Added Councilman J. Bixby Smith: "It's a sort of a no-win situation."
Last year, LACTC proposed building a 150-foot tower at Angeles Crest Highway and Foothill Boulevard, in the center of the city's commercial district. It also proposed two alternate sites, Foothill Intermediate School on the city's main thoroughfare and the YMCA, situated amid residential neighborhoods.
After discussions with local officials, the city and the company reached a compromise, settling for a 75-foot tower at the YMCA. The city Planning Commission approved that location Dec. 9, calling it the least of three evils and saying that trees would partly obscure the pole.
But local residents protested, claiming that the pole would be an eyesore and could cause soil erosion and drainage problems. Led by attorney Anita S. Brenner, who lives near the YMCA, the residents asked that the city consider alternate sites, including Cherry Canyon, an isolated wilderness preserve.
At a hearing last week, City Council watched a slide presentation by LACTC on the visibility of monopoles and heard arguments from a company attorney and from Brenner. The council refused to hear comments from other residents, however.

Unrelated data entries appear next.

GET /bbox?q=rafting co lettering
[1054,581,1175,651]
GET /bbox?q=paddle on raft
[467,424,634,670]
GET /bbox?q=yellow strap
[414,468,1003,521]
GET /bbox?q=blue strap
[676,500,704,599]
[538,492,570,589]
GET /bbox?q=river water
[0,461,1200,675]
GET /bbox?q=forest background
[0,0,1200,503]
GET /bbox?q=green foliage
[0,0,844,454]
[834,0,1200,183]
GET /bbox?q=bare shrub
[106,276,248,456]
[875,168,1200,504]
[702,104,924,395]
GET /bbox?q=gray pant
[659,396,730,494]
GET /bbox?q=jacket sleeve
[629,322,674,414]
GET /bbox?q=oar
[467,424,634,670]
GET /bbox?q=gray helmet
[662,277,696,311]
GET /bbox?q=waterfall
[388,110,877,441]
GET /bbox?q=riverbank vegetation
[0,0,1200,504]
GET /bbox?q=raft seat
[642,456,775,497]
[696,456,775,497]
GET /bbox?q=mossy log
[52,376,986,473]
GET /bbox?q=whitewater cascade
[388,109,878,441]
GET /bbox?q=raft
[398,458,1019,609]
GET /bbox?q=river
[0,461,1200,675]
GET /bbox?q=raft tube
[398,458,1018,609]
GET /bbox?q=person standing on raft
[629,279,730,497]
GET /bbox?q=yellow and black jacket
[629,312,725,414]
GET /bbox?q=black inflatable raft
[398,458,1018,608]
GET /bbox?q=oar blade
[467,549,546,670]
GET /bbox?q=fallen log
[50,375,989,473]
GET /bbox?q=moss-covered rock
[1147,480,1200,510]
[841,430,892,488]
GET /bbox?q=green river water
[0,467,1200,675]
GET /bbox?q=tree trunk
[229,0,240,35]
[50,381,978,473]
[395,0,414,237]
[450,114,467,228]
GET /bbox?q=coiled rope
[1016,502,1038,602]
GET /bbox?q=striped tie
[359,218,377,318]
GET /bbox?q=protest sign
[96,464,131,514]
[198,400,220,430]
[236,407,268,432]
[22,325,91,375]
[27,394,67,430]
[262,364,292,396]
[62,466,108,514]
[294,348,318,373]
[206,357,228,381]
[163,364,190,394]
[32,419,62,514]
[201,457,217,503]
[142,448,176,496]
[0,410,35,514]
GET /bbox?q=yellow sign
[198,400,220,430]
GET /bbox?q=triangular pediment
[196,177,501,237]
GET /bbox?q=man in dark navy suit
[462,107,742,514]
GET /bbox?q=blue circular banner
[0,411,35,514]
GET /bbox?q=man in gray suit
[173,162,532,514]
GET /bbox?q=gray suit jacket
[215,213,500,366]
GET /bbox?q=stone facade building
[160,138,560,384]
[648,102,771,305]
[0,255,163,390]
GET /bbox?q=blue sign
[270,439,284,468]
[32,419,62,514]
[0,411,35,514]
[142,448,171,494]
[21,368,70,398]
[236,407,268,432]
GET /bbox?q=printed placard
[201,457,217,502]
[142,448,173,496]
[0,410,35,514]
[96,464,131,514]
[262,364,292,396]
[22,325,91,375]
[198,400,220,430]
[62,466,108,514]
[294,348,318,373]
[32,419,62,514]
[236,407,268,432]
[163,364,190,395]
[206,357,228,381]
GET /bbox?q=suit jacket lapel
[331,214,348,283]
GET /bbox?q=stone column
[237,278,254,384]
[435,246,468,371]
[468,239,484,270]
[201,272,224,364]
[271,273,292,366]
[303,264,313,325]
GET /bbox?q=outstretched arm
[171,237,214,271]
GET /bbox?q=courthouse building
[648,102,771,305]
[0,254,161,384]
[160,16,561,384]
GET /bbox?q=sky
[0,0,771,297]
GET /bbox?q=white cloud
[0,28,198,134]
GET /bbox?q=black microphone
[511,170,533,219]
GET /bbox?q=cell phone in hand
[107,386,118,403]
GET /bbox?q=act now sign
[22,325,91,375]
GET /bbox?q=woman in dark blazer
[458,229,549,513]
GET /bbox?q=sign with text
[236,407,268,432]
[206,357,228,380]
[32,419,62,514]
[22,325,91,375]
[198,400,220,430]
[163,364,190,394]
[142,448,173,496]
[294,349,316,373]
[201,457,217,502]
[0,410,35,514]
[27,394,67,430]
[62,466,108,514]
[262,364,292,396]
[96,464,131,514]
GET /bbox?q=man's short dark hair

Brenner said this week that she intends to sue the city in an attempt to halt erection of the pole.
LACTC officials said the pole is necessary to provide reliable, static-free service to the estimated 80,000 Los Angeles-area motorists who use cellular phones in their cars.
In a related matter, PacTel Mobile Cos. agreed earlier this month to apply for a conditional-use permit for an antenna that has already been placed atop a 37-foot building on Angeles Crest Highway. If the permit is denied at a Planning Commission hearing May 10, PacTel would have to dismantle the tower or appeal.